Spielberichte vom 10.12.2016 - 11.12.2016

1. Männer    Verbandsliga    
BFC Preussen – TuS Hellersdorf    34:25 (15:10)

Tor: Tom Lennart Lorenzen sowie Dennis Pache
Feld: Patrick Hanisch (12/4), Frederic Nitzsche (6/2), Maximilian Bachmann (6), Thomas Pahlen (5), Aron Rogmann (3), Daniel Blankenstein (2), Robin Kretschmer,  Finn Malek, Oliver Blankenstein, Lionel Bensch und Noah Pütz.

„Wer in Hellersdorf gewinnt, wird Meister!“
Am Sonntagnachmittag fand sich die 1. Männermannschaft zum schönsten Auswärtsspiel der Saison in Hellersdorf ein. Als Prognose wurde vom Co-Trainer des Teams im Vorfeld der Partie ein ungefährdeter Sieg ausgegeben. Dieser sollte im Endeffekt seinen ausgeprägten Handballsachverstand bestätigt sehen, obwohl die Hellersdorfer Sporthalle doch seit Jahren – nicht nur, aber insbesondere für den BFC Preußen – ein eher unangenehmes Pflaster darstellt. Nicht umsonst gilt in der Verbandsliga das allgemein bekannte Bonmot: „Wer in Hellersdorf gewinnt, wird Meister!“.
Das Spiel begann zunächst ausgeglichen, wobei unsere Mannschaft leider einige Zeit benötigte, um defensive Stabilität zu generieren. Hilfreich war dabei vor allem, dass die 2. Männermannschaft uns freundlicherweise ihren „Ironman“ Robin Kretschmer auslieh. Dieser spult seit Wochen ein Programm bei beiden Mannschaften ab, das heutzutage bei dem ein oder anderen jüngeren Spieler lediglich ein entsetztes Kopfschütteln hervorrufen würde. Vielen Dank auch an dieser Stelle für diesen unermüdlichen Einsatz!

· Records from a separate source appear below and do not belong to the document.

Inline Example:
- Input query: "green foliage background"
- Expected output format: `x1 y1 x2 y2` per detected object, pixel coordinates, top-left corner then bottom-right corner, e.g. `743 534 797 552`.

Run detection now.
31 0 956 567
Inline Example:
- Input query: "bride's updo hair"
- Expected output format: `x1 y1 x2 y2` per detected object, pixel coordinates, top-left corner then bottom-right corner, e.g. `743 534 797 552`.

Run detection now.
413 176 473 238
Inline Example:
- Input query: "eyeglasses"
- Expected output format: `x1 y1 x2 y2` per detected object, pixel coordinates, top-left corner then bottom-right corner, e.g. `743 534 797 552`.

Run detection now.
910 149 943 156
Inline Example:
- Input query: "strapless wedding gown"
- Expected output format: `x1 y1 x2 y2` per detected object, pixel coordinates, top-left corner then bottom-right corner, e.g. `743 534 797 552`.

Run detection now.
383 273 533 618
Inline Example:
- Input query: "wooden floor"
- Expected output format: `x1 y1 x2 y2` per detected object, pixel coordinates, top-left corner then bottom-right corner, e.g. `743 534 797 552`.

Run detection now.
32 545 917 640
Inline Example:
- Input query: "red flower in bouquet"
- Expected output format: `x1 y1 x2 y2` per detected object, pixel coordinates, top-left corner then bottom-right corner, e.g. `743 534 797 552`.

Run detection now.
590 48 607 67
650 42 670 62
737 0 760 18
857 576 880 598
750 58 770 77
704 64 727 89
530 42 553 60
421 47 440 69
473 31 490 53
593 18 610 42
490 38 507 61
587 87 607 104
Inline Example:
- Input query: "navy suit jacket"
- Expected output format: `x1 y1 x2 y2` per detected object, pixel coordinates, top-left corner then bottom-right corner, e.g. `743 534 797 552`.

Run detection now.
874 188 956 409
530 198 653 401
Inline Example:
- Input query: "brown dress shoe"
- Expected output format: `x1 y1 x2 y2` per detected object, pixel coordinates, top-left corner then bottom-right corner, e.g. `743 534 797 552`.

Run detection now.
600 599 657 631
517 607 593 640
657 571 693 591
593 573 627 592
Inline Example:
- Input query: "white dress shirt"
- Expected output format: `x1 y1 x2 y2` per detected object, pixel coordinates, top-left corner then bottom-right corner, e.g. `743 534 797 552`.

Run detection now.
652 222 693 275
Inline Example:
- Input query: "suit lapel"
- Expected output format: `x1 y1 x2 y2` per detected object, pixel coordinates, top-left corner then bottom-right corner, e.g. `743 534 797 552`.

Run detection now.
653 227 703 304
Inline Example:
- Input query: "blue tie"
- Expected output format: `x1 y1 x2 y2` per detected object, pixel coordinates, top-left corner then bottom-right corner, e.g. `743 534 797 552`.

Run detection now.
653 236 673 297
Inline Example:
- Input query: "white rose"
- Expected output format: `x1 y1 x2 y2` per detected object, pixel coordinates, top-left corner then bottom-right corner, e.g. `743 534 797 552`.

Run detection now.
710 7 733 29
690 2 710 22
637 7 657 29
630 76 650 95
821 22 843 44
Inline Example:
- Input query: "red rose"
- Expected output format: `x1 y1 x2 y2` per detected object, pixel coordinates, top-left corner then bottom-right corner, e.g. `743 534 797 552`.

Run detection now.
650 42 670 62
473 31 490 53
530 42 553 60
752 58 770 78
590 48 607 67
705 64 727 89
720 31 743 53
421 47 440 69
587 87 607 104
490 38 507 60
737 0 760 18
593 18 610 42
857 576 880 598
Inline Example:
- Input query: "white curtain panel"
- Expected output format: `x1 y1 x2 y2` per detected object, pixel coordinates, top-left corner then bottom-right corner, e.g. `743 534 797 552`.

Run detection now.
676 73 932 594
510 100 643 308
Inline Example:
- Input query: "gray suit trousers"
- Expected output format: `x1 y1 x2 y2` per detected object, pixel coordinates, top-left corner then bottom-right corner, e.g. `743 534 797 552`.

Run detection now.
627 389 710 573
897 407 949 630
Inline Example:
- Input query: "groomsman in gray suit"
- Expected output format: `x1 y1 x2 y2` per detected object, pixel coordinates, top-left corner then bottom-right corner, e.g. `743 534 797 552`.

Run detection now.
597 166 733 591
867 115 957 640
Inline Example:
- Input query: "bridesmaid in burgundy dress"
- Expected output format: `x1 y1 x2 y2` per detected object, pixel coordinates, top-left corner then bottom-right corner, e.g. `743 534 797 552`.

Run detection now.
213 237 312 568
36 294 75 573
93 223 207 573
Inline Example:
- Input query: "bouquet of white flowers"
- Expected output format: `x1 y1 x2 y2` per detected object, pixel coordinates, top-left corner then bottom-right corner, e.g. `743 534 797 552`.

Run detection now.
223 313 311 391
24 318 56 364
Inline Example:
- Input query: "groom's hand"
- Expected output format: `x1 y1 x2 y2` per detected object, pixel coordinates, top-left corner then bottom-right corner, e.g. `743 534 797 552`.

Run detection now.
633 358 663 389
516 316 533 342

Nach eher unspektakulärem Schlagabtausch beider Mannschaften in den ersten Minuten lief ab Mitte der ersten Halbzeit unser mobiles Artilleriegeschütz Patrick Hanisch heiß und versenkte aus allen erdenklichen Lagen einen Ball nach dem anderem mit hoher Präzision im Tor. Dem gegnerischen Torhüter, der in dieser Phase von seiner Abwehr mehr oder minder im Stich gelassen wurde, blieb nichts anderes übrig als die Bälle reihenweise mit einem so ratlosen Gesichtsausdruck aus dem Netz zu holen, als versuchte er sich gerade erfolglos an einem Sudoku der Schwierigkeitsstufe „schwierig“.
Diese Gefahr aus dem Rückraum schuf im weiteren Verlauf der ersten Halbzeit Räume, die vom agilen Frederic Nitzsche, der seit Wochen hervorragende Spiele abliefert, sowie vor allem vom unaufhaltsamen Robin „Eisenfuß“ Kretschmer genutzt wurden und reihenweise 2-Minutenstrafen für Spieler von Hellersdorf zur Folge hatten. Auch die Abwehr im Verbund mit dem gut aufgelegten Dennis Pache agierte nun konzentrierter und konnte den Grundstein des Auswärtssieges legen. Lediglich eigene technische Unzulänglichkeiten verhinderten einen deutlicheren Halbzeitstand, sodass es mit einer 15:10 Führung zum Pausentee ging.
In der zweiten Halbzeit versuchte Hellersdorf, mit einer Manndeckung gegen Patrick Hanisch (die er sich redlich verdient hatte) sowie mit dem Einsatz eines siebten Feldspielers zum Erfolg zu kommen. Teilweise konnte der Vorsprung so wieder verkürzt werden, was aber in erster Linie eigenen technischen Fehlern und Abstimmungsproblemen in der Abwehr geschuldet war. Auf der anderen Seite konnte sich allerdings auch Hellersdorf nie als die heimstarke Mannschaft präsentieren, die sie eigentlich ist. Vielmehr gelang es uns jetzt, im Angriff wieder ruhiger zu Werke zu gehen, indem Aron Rogmann und Max Bachmann sehenswert im Rückraum kombinierten, sich selbst in gefährliche Wurfpositionen brachten und auch noch den Kreisläufern die Bälle auf dem Silbertablett servierten. Folglich wurde dem Gegner keine Ergebniskosmetik erlaubt und in dieser vergleichsweise engen Liga auch ein wenig für das Torverhältnis getan.
Im Ergebnis konnten somit nie gefährdete wichtige zwei Auswärtspunkte eingefahren werden. Sicher ist trotz des Sieges in der Eilenburger Halle der Meistertitel wohl leider dennoch nicht. Nach durchwachsenem Start und mehreren ebenso durchwachsenen Partien mit wechselhafter Besetzung wird vielmehr in den nächsten Spielen anzustreben sein, sich weiterhin im oberen Mittelfeld der Tabelle festzusetzen. Der nächste Schritt auf diesem Weg soll am nächsten Samstag beim letzten Spiel des Jahres gegen Turnsport gegangen werden.
Thomas Pahlen

Stand: Platz 6   Punkte: 10:8   Tore: 240:228


1. Frauen     Oberliga Ostsee-Spree    
BFC Preussen – SV Grün Weiß Schwerin   27:22 (10:8)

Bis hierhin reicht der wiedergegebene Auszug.